In many cities around the world, certain areas have become defined by the specific ethic groups that settled there. In our own country, people were forced to live in certain areas because of a political and economic agenda over which they had no influence. These historic events created pockets like La Rochelle and Rosettenville, south of Johannesburg, which are characterised to this day by a distinct Portuguese presence and a number of flourishing restaurants serving excellent food.
Restaurant Parreirinha is run by the Da Cunha family. The manager indicated that one should not ask about vegetarian food because Portuguese cooks don’t understand ‘no meat’, and while this may be partly true, it is certainly not definitive of Portuguese food. At Parreirinha, the rissóis de camarão (crumbed pockets filled with a chilli-tinged prawn and béchamel mixture) are so good you may not want to eat anything else. These are almost pure prawn with a dash of seafood béchamel to make them even juicier, and the prawns are plump, fat and just-cooked. Parreirinha also prepares the obligatory grilled sardines to utter perfection, served very simply with boiled potatoes. Do not even attempt to get in when they celebrate their birthday around June/July and prices are ridiculously reduced: at 11am the entire restaurant (seating 200 people) will be packed with followers gorging themselves on prawns.

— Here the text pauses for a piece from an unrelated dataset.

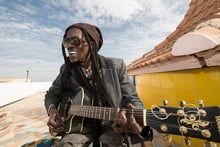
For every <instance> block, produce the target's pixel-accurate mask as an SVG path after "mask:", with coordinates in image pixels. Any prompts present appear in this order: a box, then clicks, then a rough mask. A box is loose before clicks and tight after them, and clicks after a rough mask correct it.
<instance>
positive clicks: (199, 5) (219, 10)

One chef who has broken the mould with her own interpretation of Mozambican food is Thea Blom from 33 High Street Restaurant. Thea earned her stripes by operating a restaurant in Maputo for a number of years, following that with a restaurant in Pretoria loved by the diplomatic corps, before moving to Modderfontein. Hers is a modern interpretation of Mozambican food, characterised by contemporary, refined plating and a fresh edge, without sacrificing the core flavours and ingredients of old favourites.
Many Portuguese families relate stories about fathers or grandfathers who arrived in SA in the 70s, settling in the Vaal Triangle or the south of Johannesburg, like the Sequeira family of Rio Douro Fisheries. This shop is a mecca for a variety of Mediterranean foods, but you will also find professional cook, teacher and caterer Mimi Jardim’s cookery book here (or contact her on 011 609 7758 for more information).
Apart from every conceivable variety of chorizo and a staggering variety of olive oils, they also stock some incredible imported fresh mountain cheese called queijo de serra. The selection of fish and seafood includes clams, scallops and, of course, prawns, while they also sell a good selection of fresh meat. On the way in (or out) stop for a quick espresso and snack on a variety of rissóis (bacalhau, chicken or prawn with the powerful punch of chilli) or sweet goodies such a lemon milk tart and pasteis de nata. Don’t ask for cappuccino; this is strictly espresso country.
Other useful details to have are those of Fatima Coelho for catering (082 557 8640) and The Mediterranean for groceries. A Churrasqueira is just up the road from Rio Douro. Apart from a great play area for children, they also have really good chicken livers that are meaty and savoury with a hint of chilli and lemon. I tried them with a starter portion of deep-fried mealie meal, which is like Italian polenta with a chiffonade of caldo verde and chilli (usually sold pre-sliced by street vendors). This provided the perfect vehicle to mop up the spicy sauce of the chicken livers, although the complimentary bread rolls were pretty darn good, too.
Some other restaurants to try are: Ponto de Encontro, Sao Vincente, Adega de Monge, Pequeno Mundo and Sandelani Portuguese Restaurant. For a larger-than-life Portuguese experience, make an effort to visit the Lusito Land Festival at Wemmer Pan, normally held in April or May every year. This giant party, hosted by the Lusito Association for the mentally and physically challenged, attracts thousands of visitors and features fabulous food and drink.